Mohiniyattom, by definition, is graceful and sinuous, and Gopika Verma’s performance for Sri Krishna Gana Sabha bore this. She began her performance with a Cholkettu in Chakravaham to which she had choreographed various rhythmic patterns in the pallavi. The invocatory slokam was in praise of Ganesha and the undulating gait of the elephant as Gopika exited the stage was beautifully performed.
The following abhinaya pieces were all compositions of Maharaja Swati Tirunal. The first of these was ‘Bhogindra Sayinam’, a keerthanam in praise of Lord Padmanabha reclining on the serpent. Gopika elaborated the story of the sage Divakara who, seeing the interest of a little child in his daily prayers, allows the child to help him. The child swallows the very Saligramam that the sage uses for his prayers. When the sage slaps the child in anger, the child disappears and the sage realises the child is none other than Lord Padmanabha. The rest of the story takes the sage to Ananthapura where the ‘uppu manga’ that he offered to the deity is still offered in prayers at the temple till today.
Gopika also described the way untouchables were allowed into the temple premises by the then ruler. Her abhinaya while depicting the untouchable who saw Lord Padmanabha through each of the three doors of the sanctum sanctorum for the first time, was very apt and touching.
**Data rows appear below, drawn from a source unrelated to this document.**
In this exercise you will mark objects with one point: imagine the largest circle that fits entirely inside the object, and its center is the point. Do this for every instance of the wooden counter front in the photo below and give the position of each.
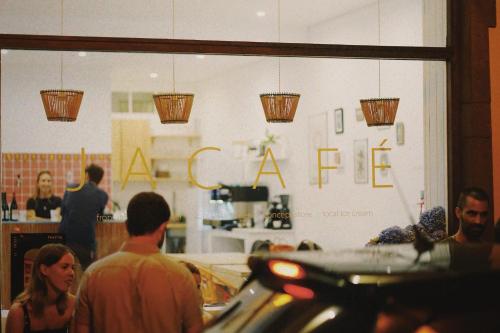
(109, 237)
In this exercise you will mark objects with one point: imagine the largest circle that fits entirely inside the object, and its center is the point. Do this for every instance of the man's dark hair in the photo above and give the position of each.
(95, 173)
(146, 211)
(473, 192)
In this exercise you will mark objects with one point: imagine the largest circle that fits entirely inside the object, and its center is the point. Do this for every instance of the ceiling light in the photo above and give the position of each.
(61, 104)
(379, 111)
(174, 107)
(279, 107)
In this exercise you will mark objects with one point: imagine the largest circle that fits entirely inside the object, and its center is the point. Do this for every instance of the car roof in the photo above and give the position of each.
(389, 264)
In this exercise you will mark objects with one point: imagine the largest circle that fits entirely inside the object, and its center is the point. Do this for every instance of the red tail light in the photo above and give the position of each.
(286, 269)
(298, 291)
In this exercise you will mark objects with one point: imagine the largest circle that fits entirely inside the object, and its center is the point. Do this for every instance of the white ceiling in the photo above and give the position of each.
(194, 19)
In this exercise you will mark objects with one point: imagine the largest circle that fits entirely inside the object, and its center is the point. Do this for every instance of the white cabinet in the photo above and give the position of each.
(170, 155)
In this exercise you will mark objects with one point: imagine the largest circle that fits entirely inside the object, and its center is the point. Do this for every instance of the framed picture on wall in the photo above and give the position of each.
(360, 152)
(318, 138)
(400, 133)
(339, 121)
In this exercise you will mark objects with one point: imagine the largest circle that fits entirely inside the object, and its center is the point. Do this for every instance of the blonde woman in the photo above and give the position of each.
(40, 205)
(46, 306)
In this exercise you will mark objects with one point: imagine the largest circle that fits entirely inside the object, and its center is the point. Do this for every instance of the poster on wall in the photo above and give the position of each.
(318, 138)
(360, 152)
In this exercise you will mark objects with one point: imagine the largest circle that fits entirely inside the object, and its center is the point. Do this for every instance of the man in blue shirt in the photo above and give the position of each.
(79, 212)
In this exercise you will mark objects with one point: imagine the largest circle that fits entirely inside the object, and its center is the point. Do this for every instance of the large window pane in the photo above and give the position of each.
(400, 22)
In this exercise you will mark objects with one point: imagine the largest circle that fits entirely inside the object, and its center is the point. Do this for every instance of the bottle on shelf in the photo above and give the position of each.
(14, 212)
(5, 207)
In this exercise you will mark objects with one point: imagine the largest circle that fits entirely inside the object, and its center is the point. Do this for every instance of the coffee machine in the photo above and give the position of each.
(247, 207)
(278, 216)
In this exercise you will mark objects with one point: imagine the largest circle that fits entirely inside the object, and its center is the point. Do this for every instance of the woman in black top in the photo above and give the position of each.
(43, 201)
(45, 306)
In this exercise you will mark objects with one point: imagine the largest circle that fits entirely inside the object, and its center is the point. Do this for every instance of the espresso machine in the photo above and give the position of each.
(247, 207)
(278, 216)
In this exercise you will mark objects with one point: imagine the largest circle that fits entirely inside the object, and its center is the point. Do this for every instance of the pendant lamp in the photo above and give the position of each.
(279, 107)
(379, 111)
(61, 104)
(173, 107)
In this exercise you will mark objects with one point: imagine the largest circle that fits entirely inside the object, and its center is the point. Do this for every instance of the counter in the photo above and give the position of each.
(109, 235)
(228, 270)
(242, 239)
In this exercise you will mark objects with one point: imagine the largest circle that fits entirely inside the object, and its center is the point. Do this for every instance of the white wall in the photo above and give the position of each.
(228, 109)
(232, 111)
(24, 125)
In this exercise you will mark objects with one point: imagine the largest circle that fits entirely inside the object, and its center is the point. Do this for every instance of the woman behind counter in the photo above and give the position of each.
(40, 205)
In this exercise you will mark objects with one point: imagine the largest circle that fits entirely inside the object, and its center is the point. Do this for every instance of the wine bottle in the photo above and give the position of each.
(5, 207)
(14, 212)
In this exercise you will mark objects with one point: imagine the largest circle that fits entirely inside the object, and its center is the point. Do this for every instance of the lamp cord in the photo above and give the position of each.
(173, 36)
(378, 15)
(61, 59)
(279, 41)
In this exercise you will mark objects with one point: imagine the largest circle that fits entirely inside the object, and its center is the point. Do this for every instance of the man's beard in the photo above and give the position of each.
(473, 231)
(160, 243)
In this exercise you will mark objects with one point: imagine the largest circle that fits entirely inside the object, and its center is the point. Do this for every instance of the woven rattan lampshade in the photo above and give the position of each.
(61, 105)
(279, 107)
(174, 108)
(379, 111)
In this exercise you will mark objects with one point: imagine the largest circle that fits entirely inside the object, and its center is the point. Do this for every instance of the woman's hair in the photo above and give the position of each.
(37, 190)
(36, 292)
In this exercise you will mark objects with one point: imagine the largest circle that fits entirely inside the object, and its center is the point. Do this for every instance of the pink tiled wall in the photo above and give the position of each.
(27, 166)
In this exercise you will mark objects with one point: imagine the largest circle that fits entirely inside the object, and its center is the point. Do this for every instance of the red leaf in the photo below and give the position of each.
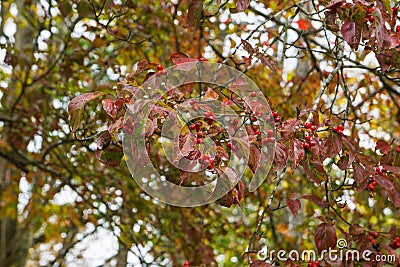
(294, 205)
(114, 127)
(242, 5)
(331, 146)
(296, 152)
(194, 13)
(383, 147)
(325, 237)
(281, 155)
(254, 158)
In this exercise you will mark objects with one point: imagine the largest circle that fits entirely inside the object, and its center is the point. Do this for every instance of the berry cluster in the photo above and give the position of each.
(395, 244)
(309, 143)
(270, 137)
(231, 146)
(380, 170)
(206, 161)
(312, 263)
(372, 236)
(338, 129)
(369, 14)
(256, 130)
(371, 185)
(310, 125)
(128, 127)
(276, 116)
(160, 70)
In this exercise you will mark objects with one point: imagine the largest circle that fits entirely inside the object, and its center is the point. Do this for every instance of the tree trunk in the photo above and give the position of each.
(14, 242)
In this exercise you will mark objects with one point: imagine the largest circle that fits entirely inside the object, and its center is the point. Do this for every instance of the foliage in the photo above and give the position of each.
(330, 70)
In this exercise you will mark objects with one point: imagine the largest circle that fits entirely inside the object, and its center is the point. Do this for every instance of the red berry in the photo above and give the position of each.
(308, 125)
(371, 187)
(306, 146)
(371, 19)
(212, 163)
(161, 72)
(373, 234)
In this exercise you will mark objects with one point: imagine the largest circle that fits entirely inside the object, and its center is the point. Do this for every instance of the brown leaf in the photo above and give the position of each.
(325, 237)
(296, 152)
(281, 155)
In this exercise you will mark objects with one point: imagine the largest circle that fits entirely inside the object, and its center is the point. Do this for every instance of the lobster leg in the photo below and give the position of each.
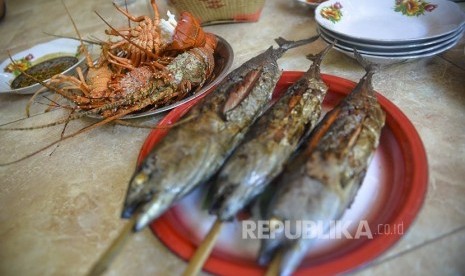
(131, 17)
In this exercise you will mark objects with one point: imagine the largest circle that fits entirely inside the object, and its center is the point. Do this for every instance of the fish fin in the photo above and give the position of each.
(288, 44)
(317, 58)
(369, 67)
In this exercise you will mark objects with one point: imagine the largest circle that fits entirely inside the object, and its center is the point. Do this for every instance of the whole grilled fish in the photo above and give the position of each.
(270, 142)
(192, 152)
(322, 180)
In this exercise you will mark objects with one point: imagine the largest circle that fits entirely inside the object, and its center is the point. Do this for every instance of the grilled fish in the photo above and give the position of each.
(266, 147)
(320, 183)
(192, 152)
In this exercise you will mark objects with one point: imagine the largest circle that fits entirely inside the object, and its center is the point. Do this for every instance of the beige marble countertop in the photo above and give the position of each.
(60, 209)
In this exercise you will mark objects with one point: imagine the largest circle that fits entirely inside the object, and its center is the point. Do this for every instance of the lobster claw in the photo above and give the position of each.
(189, 34)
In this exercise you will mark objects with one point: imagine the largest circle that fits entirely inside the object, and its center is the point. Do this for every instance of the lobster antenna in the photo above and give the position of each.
(125, 38)
(89, 61)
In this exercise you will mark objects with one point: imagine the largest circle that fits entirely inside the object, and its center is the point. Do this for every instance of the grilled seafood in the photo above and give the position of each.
(322, 181)
(193, 152)
(113, 90)
(269, 144)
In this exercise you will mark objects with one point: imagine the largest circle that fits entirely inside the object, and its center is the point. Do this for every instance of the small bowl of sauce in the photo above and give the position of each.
(39, 64)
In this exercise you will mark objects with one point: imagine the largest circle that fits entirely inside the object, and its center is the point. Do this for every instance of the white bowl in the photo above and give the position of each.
(40, 52)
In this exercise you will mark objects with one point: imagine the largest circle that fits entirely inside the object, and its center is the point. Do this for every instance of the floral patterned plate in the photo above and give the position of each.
(393, 52)
(390, 20)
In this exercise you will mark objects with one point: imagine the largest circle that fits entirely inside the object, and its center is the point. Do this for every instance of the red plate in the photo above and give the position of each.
(389, 199)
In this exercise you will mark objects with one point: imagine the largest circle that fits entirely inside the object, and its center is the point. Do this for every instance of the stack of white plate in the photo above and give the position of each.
(389, 31)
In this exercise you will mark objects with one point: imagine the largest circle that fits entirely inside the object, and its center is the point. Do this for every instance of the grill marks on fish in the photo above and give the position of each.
(241, 91)
(269, 144)
(191, 153)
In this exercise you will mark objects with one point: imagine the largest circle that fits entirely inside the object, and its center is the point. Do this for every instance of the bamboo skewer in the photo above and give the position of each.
(115, 247)
(203, 251)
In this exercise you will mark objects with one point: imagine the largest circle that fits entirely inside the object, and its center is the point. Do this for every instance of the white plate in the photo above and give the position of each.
(393, 52)
(379, 21)
(40, 52)
(390, 46)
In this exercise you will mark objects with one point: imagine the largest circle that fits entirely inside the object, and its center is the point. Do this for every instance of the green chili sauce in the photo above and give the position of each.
(43, 71)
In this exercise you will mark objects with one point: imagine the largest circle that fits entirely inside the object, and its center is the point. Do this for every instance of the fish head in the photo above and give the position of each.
(139, 191)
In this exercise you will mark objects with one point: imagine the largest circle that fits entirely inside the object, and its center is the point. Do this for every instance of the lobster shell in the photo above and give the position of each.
(189, 34)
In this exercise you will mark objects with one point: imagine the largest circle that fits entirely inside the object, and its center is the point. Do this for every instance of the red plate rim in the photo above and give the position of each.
(409, 141)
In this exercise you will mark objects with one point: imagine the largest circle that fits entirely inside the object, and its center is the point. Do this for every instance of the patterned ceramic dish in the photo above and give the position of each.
(390, 20)
(61, 47)
(382, 59)
(389, 45)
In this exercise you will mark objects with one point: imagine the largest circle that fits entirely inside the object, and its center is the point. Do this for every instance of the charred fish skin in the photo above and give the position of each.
(322, 181)
(192, 152)
(273, 138)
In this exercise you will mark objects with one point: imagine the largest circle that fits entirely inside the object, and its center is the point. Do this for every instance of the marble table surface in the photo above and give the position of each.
(60, 209)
Indeed, the entire performance was marked by highly imaginative abhinaya, performed in a detailed and down-to-earth manner that was easily understandable, though connoisseurs of subtle abhinaya may have found parts of it too graphic.
Even the concept of birth and death being the same, as depicted in the bhajan ‘Visweswara Darshanakara, Chal Man Tum Kashi’ was laid out in detail, with the abhinaya taking us through the life of a man from birth through his growing up years and aging to finally burning at a pyre and turning into ashes. The graphic detail came through well, however, in the depiction of the containing of Ganga in all her tumultuous glory within the locks of Siva’s hair.
‘Ramyanayoru Purushan’ narrated the dream of the heroine where she had a nocturnal visitor whom she identifies as Lord Padmanabha after considering that Cupid was not as handsome, that there was no third eye (Haran) and that Soman’s face had too many blemishes. Gopika concluded her performance with a tillana in Bhoopalam choreographed by her teacher Kalamandalam Sugandhi and a slokam on Ayyappa.
The musical accompaniment for the performance was extremely melodious. Sudev Warrier’s voice enhanced the emotion in the dance and he immersed himself completely in the music. M.S. Sukhi on the mridangam was excellent, lending life to the traditionally unhurried pace of the nritta without being overpowering. Jaishankar on the edakkai and Vinod Kumar on the violin provided the musical background while the several stories were elaborated. Vipina Ramachandran wielded the cymbals.